Like many others around the world as I write this, I am currently going through the arduous process of attaining Canadian Permanent Residency. I say arduous here, as among the many other “hoops” you are required to jump through, one of the key facets of the application was to sit an English language exam. Being born and bred in England meant I found some humour in this madness, despite the $300 fee…
In the last year, there have been hundreds of thousands of applications for the right to make a life here in this beautiful country. Why, you ask? Well, just look around you – many Canadians that I have met just don’t know how good they have it here!
Canada is one of the most beautiful countries that I have ever had the pleasure of witnessing, surrounded by untouched wilderness and providing so many opportunities to all cultures and those lucky enough to live here.
Coming from England, I recently became fascinated with the North American dream, blessed with the ability to call various places in the North-Eastern U.S. states, and now Rain City, home.

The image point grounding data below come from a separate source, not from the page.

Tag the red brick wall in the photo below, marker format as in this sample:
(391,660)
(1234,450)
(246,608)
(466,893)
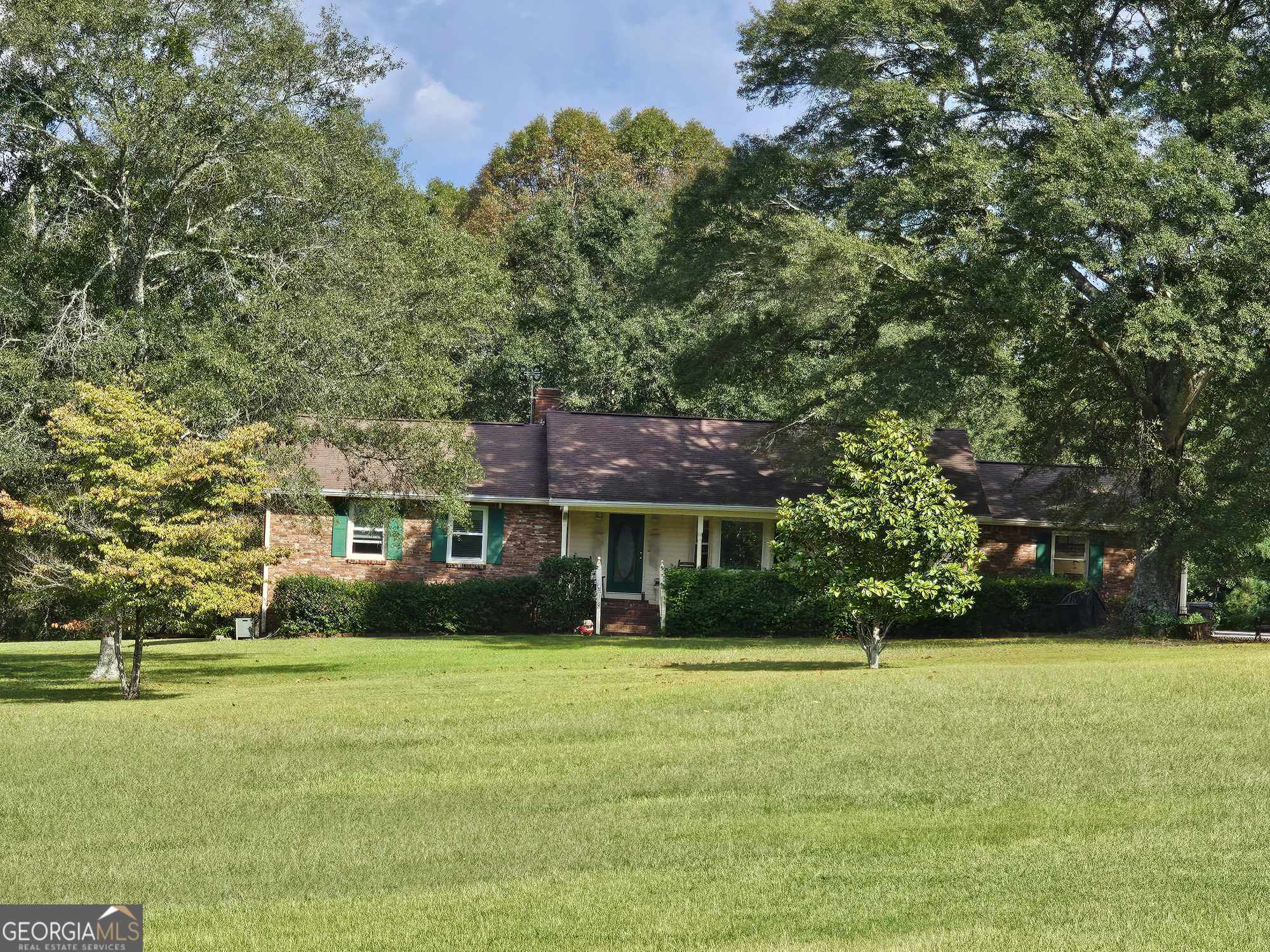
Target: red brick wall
(530,535)
(1013,550)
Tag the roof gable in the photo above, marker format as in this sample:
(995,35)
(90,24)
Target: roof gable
(665,460)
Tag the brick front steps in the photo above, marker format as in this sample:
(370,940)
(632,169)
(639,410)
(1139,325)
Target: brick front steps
(625,616)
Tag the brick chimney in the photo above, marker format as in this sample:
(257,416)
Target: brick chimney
(545,399)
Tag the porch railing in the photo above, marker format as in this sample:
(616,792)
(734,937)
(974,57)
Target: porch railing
(600,592)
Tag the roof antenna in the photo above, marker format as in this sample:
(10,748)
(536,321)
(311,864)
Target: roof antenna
(534,375)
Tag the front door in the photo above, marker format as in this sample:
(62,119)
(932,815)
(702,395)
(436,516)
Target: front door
(625,553)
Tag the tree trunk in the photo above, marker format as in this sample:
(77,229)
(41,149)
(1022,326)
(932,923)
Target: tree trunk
(107,662)
(130,684)
(873,639)
(1159,572)
(1158,581)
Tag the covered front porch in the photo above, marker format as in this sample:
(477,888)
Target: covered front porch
(633,543)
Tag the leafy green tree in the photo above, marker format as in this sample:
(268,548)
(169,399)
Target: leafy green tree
(888,541)
(191,197)
(145,521)
(1074,197)
(578,209)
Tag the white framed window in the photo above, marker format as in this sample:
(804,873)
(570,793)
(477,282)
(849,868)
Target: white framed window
(741,544)
(365,541)
(1070,555)
(468,545)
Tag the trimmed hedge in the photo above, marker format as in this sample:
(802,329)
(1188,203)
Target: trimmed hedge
(567,592)
(712,602)
(705,602)
(1008,604)
(307,605)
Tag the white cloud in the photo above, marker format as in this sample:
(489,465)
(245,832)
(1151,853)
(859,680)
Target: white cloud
(440,112)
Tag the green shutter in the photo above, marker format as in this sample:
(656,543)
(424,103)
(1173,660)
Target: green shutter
(439,539)
(1043,553)
(340,529)
(396,540)
(495,538)
(1097,544)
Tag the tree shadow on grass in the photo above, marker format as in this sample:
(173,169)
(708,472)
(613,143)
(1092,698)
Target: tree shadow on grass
(639,643)
(773,666)
(43,677)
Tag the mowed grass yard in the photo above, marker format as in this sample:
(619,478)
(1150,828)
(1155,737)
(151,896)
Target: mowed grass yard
(568,794)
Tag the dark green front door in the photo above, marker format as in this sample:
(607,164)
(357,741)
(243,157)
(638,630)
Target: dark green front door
(625,553)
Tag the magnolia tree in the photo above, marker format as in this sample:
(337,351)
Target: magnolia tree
(143,520)
(887,543)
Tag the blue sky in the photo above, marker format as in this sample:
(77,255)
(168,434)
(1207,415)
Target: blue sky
(476,70)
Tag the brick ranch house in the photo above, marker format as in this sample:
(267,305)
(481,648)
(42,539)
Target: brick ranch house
(637,492)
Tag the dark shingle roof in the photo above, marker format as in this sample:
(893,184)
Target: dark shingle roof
(1036,493)
(514,456)
(669,460)
(694,461)
(952,451)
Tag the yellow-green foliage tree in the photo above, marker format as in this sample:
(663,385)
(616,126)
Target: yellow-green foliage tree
(145,521)
(888,541)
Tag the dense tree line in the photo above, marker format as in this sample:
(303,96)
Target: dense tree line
(1045,224)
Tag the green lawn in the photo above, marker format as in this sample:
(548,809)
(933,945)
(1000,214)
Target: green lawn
(557,793)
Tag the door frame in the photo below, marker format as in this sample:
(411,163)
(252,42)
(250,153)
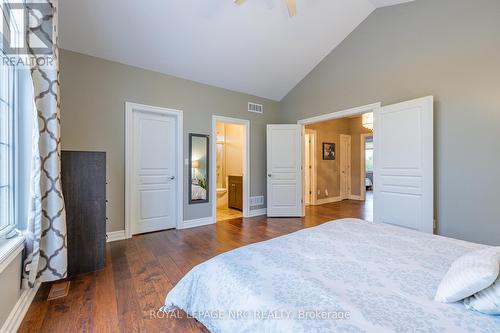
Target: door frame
(362,141)
(348,195)
(374,107)
(130,181)
(313,135)
(246,162)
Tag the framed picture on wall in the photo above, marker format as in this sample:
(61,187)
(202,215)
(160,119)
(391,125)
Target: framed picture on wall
(328,151)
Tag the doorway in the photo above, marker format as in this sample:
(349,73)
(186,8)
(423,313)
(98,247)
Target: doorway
(336,176)
(153,169)
(310,167)
(230,172)
(367,148)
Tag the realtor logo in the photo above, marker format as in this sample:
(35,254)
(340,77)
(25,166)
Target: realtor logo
(26,28)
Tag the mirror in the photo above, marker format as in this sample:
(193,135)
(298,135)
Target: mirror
(198,168)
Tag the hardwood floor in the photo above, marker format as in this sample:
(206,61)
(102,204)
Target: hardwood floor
(224,214)
(139,272)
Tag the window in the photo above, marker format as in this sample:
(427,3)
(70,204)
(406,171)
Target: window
(8,125)
(369,156)
(7,143)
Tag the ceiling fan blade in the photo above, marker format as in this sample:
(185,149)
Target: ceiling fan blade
(292,7)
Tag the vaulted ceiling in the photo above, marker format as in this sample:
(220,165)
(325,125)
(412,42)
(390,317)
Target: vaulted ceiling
(255,48)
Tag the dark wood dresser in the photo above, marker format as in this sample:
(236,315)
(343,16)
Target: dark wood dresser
(235,192)
(84,188)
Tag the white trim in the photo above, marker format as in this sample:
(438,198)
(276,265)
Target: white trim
(257,212)
(246,162)
(9,250)
(313,134)
(341,114)
(114,236)
(16,316)
(197,222)
(362,164)
(129,112)
(328,200)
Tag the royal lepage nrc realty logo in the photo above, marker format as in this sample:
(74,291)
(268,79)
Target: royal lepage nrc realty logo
(26,32)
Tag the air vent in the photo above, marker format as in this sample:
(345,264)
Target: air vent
(255,108)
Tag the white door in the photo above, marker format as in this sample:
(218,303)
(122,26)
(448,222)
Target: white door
(308,170)
(154,169)
(284,170)
(403,170)
(345,166)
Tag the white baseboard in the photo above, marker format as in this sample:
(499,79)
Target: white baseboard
(17,314)
(327,200)
(197,222)
(116,235)
(257,212)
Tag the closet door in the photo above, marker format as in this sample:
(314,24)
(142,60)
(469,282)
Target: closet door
(403,166)
(284,170)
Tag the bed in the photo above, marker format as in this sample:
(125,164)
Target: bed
(343,276)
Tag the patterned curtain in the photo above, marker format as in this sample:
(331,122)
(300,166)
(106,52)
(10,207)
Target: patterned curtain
(46,258)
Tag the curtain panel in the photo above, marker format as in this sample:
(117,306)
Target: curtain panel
(46,257)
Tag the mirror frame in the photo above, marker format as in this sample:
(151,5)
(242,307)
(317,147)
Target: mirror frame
(190,169)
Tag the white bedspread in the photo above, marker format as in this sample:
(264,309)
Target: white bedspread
(375,278)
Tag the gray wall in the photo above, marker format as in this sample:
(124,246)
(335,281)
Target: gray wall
(446,48)
(93,96)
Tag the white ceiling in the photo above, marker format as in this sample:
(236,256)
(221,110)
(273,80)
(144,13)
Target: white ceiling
(255,48)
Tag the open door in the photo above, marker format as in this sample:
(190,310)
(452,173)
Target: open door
(403,167)
(284,170)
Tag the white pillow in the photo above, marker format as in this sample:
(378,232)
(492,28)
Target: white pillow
(486,301)
(469,274)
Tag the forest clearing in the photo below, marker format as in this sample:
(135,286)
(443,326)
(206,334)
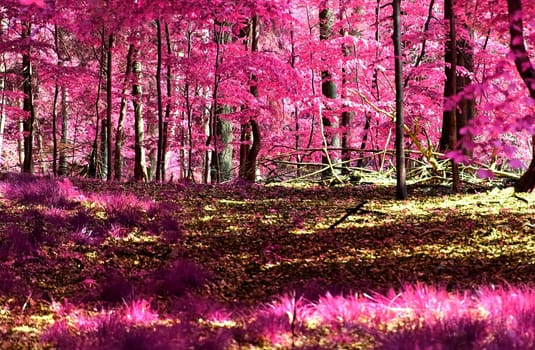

I came here on a Working Holiday Visa two years ago – an amazing opportunity, which I have since found one main problem with. Most countries that do offer a WHV program offer a maximum of one year to stay and work, but with Canada offering double that, you are given enough time in your new surroundings to forge an actual, real life for yourself – potentially to your detriment. Whilst obviously not being your God-given right, and without trying to sound like a stereotypical, entitled millennial, it would be kind of cruel to have that platform ripped from under your feet, and be forced to start again elsewhere should my P.R application fail.
Beforehand, I had always seen Canada as America’s younger brother, as perhaps many other slightly ignorant Europeans had done too. Thinking of it now, maybe with the current state of affairs to the South of us, that is actually now a unique selling point, rather than a slight on The True North.
Coming into its 150th year, the international draw of Canada is illustrated by the hundreds of thousands of worldwide applications for Parks Canada’s 2017 Discover Pass – a free ticket to see the majority of those picturesque landscapes that you can find across any given Instagram feed on a daily basis.
Ranked highly over the last few years in various Livability Indexes, on a recent trip home I also saw an upsurge in tourism companies advertising the amazing vast scenery of Canada to prospective holidaymakers around the UK. With recent terrorism rises in Europe, I know the comparative safety and cultural acceptance that Canada offers, to be yet more bullet points on an already healthy list of reasons to migrate here.
It is not an easy process, however, this whole immigration “malarky.” The CIC’s website is notoriously hard to navigate – just ask those who have had to try. There is not a wealth of information out there about the process, unless you are willing to pay huge sums to one of the many immigration consultants or lawyers who have cashed in on this recent immigration “boom”; however, it would be fair to say that Canada is a country built by immigration.
Honestly, from personal experience, the majority of assistance that I needed has been answered via a number of Facebook groups set up and frequented by people who are all in the same boat. Some of this information though oftentimes has to be applied with a good deal of common sense in mind – in addition, you have to bear in mind that no two applications can possibly be the same.
At the time of writing, my visa expires a month from now – stressful times to say the least! Working Holiday Visas in Hong Kong, New Zealand or Australia are all options for me if Canada does not work out – even going back to England is a consideration.
However, my preferred choice is an obvious one – to attain residency in Oh Canada, eventually leading to Dual Citizenship.
I don’t think I’ve ever wanted anything more!